Latin took us to distant places both disorientating and alien on Tuesday; not just because we went to Godolphin School in Salisbury, but also because we were taken to mythological lands hearing descriptions of mystical music, unrequited love, and even an ancient ‘Come Dine with Me’ episode of a dinner party held thousands of years ago. That’s right, it was the Salisbury Classical Association’s Fifty-Fifth Annual Reading Competition, and St Mary’s scooped every 1st place prize available to them.

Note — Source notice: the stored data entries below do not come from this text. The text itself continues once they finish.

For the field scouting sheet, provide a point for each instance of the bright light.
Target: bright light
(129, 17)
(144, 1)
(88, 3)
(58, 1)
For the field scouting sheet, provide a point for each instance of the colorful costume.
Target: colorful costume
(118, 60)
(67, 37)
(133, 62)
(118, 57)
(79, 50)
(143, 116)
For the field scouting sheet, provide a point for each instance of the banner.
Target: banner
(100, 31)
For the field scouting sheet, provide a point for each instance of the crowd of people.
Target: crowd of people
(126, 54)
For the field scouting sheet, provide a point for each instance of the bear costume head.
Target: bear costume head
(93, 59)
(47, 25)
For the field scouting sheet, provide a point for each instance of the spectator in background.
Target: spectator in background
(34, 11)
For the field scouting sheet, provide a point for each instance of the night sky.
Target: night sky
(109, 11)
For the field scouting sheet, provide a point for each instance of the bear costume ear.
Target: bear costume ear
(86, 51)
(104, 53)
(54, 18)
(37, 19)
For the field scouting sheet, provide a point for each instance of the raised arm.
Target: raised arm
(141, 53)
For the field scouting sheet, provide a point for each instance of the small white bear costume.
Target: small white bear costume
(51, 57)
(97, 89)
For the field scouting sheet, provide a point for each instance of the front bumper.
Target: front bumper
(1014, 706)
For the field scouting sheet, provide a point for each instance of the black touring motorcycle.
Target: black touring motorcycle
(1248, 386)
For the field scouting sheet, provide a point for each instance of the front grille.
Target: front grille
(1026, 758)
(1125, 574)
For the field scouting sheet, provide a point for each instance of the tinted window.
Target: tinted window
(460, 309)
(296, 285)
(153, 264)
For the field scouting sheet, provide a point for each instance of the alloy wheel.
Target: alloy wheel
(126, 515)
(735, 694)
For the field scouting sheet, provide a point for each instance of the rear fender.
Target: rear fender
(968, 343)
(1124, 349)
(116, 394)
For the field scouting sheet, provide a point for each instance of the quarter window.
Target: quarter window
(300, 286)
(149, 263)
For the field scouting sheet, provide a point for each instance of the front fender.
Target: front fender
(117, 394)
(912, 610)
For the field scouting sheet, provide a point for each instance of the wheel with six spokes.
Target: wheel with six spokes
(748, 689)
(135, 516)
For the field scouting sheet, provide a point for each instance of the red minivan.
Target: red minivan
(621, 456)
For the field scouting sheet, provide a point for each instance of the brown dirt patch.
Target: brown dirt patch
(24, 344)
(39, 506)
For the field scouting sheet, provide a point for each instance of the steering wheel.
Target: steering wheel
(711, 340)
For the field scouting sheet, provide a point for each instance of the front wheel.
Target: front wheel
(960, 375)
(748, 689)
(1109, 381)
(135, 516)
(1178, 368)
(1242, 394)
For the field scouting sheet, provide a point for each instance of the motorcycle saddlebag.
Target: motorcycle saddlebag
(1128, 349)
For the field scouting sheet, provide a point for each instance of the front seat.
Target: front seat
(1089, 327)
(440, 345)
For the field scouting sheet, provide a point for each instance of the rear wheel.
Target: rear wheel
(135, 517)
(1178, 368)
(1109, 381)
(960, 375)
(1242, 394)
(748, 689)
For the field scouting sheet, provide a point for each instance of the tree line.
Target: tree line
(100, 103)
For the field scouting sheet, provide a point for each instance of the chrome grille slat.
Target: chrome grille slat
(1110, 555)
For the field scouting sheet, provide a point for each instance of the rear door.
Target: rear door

LIII broke the ice describing (from Emily Wilson’s brilliant new and first female translation of Homer) the harrowing first note from Odysseus’ bow before he slaughters all his wife’s suitors. Having (literally and metaphorically) set the stage, UIII went up next to perform a hilarious short play involving a debtor, a corrupt witness, and a very patient judge. Our two multi-talented groups won the heartiest laughs, slaughtering the competitors by winning 1st and 3rd place. (Was the judge too egalitarian to give St Mary’s 1st and 2nd? You decide.)

Next up was UIV, reciting Ovid’s account of the ill-fated Echo and Narcissus. Scarlett scooped 1st place and Sofia received specific (and long winded) mention from the judge for her perfect accuracy. (Both will have their mental health checked regularly by their Latin teachers in the up coming weeks to make sure they can break character after such brilliant readings.)

Finally, Pia and Georgiana of LVI gave us a glimpse of the delicious irony and wit behind the clouded opacity that covers difficult Latin prose with fabulous readings of Pliny’s pompous and hypocritical critique of hosts that serve up cheap wine to their guests; thus balancing the strangeness of spoken Latin with the familiarity of every day experience! They very sweetly, but assuredly, took 1st and 2nd place respectively.

Tearing out of Godolphin’s drive with all our ridiculous number of winnings, Magic FM fortuitously broadcast Aretha Franklin’s ‘Sisters are Doing it for Themselves’ – blaring triumphantly from the ever loyal serviant minibus’ speakers as we cruised back up the A30.